The villages within the core of the park are worst off. The Tiger Task Force had, on its visit to Ranthambore, visited one such village, Indal, and encountered abject poverty. It says "this is real indictment of the process of relocation".
Uliana and Mai Kalan, located in the fringe area, have, however, taken a confrontationist route. "Our animals are right now inside the park for grazing," says Sitaram Meena. The villagers had not even allowed the construction of the forest boundary wall near their village. "We have no option. Tourism does not give us anything," says Kalyan Meena. "Selling milk is our main source of income. Give us an alternative and we are ready to sell our animals."
It's the same in Mai Kalan. About 50-60 villagers with over 200 cattle were in the park when dte visited. "We are fighting for survival," says a villager.

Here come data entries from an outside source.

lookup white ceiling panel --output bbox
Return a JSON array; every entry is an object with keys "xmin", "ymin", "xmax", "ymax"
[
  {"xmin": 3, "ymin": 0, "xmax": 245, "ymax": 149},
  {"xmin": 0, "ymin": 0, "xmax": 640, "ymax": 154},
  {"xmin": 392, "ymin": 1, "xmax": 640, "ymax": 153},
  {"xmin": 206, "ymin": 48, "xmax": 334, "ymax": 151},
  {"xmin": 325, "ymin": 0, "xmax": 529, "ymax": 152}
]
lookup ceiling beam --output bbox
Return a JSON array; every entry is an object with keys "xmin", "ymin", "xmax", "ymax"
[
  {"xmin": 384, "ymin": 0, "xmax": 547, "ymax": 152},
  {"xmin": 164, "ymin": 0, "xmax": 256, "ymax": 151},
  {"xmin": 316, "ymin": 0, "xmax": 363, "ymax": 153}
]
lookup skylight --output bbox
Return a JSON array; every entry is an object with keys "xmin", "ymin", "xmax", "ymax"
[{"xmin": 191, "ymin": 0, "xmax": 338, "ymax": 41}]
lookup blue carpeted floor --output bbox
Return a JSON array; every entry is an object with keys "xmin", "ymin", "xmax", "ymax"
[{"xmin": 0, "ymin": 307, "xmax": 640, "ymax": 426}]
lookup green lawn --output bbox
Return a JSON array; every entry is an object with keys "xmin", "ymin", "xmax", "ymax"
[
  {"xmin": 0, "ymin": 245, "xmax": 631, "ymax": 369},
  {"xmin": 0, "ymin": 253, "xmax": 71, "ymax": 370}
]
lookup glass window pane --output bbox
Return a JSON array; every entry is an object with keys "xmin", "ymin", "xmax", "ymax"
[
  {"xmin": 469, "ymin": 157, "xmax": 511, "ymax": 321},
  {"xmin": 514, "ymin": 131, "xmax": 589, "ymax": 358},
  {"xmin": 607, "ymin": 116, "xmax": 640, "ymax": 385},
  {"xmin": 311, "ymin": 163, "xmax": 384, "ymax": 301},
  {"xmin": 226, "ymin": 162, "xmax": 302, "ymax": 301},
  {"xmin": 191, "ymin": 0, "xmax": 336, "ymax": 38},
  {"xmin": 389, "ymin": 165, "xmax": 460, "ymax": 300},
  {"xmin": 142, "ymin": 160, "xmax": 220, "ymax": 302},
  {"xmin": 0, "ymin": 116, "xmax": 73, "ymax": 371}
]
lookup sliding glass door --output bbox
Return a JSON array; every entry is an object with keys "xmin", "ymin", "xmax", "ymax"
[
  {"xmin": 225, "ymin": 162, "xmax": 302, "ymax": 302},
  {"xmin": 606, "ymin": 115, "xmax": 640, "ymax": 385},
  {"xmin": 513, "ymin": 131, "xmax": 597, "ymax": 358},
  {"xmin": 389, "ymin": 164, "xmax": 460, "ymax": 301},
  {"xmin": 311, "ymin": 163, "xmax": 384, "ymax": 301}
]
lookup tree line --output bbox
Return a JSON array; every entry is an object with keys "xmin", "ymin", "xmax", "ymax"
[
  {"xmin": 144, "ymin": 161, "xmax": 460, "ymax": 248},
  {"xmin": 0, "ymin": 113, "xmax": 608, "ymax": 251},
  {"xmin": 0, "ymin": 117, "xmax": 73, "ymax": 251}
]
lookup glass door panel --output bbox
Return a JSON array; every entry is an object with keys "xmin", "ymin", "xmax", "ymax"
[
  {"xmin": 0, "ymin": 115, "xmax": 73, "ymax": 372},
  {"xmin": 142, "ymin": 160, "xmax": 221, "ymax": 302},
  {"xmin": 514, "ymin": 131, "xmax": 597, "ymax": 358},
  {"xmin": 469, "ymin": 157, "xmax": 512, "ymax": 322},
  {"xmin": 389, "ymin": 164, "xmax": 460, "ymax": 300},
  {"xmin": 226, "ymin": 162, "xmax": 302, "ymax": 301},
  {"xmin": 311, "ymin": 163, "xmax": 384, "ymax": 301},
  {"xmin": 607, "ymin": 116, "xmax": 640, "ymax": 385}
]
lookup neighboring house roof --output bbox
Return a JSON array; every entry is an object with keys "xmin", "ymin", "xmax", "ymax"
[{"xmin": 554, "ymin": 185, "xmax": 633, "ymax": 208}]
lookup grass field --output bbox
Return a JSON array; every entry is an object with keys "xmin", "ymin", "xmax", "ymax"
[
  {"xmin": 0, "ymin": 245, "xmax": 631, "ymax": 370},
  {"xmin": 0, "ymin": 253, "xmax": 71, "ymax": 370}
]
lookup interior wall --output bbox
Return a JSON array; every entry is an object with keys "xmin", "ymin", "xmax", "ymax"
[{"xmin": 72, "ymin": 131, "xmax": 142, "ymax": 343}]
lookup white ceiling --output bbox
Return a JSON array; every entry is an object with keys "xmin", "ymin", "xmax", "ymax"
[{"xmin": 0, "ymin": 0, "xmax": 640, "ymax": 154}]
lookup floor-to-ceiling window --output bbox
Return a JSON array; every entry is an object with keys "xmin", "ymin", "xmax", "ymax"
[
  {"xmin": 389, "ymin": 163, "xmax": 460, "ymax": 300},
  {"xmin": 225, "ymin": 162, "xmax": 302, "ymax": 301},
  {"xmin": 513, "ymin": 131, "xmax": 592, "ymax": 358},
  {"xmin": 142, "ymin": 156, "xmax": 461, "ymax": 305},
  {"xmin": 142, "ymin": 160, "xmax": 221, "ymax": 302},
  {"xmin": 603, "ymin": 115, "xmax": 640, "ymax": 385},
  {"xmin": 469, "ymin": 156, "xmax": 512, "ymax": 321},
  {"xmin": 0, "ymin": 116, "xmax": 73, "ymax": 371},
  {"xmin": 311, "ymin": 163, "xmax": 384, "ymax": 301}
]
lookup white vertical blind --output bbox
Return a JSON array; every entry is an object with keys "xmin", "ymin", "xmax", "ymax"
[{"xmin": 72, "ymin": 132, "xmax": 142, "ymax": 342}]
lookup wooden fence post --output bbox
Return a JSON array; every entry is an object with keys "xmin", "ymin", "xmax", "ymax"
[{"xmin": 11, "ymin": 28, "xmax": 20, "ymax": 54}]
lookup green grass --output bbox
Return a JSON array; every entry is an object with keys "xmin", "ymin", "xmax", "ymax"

One, regulations for managing the commercial tourist business remain virtually non-existent. The question is why conservationists -- who are on key decision-making bodies -- have been successful in other measures -- like the complete ban on grazing in the park -- but been unable to ensure that the commercial interests of tourism are restrained. Instead, all efforts to regulate land use and manage tourist pressure have been foiled.
Two, unbridled and unmanaged tourism will definitely damage the park and its animals. The question is whether people with interests in the business can indeed be part of the regulatory mechanisms. For instance, if there are attempts to restrain the number of tourists entering the park, or restrict further construction of hotels in the vicinity of the forests, will the position of conservationists not be compromised?
Today, the distrust in Ranthambore between the protectors of the tiger and the local inhabitants is so deep that even the recent news that poachers have confessed to killing tigers is not believed. Local papers have carried stories alleging that these "confessions" are part of the plan to take over the park -- for tourism and rich visitors (see box: Hostile takeover). Such antagonism will be detrimental to tigers.
But Ranthambore raises more fundamental questions. The fact is that tigers are being protected as a public trust, on public resources. Should the business of tourism, based on public resources, not be regulated so that it gives back to conservation? All the model now offers is a few jobs for locals -- and charity for tigers. But if there was no tiger, there would be no tourist. What then should be a conservation-based tourism model?
Protecting tigers in a populous and poor country like India will inevitably lead to hardships for people who share forests with wild species. The question is can we reinvent the model so that benefits are shared. Ranthambore is under siege today -- a war zone, where tigers are under fire. In this battle, the tiger will not win. And we will all lose.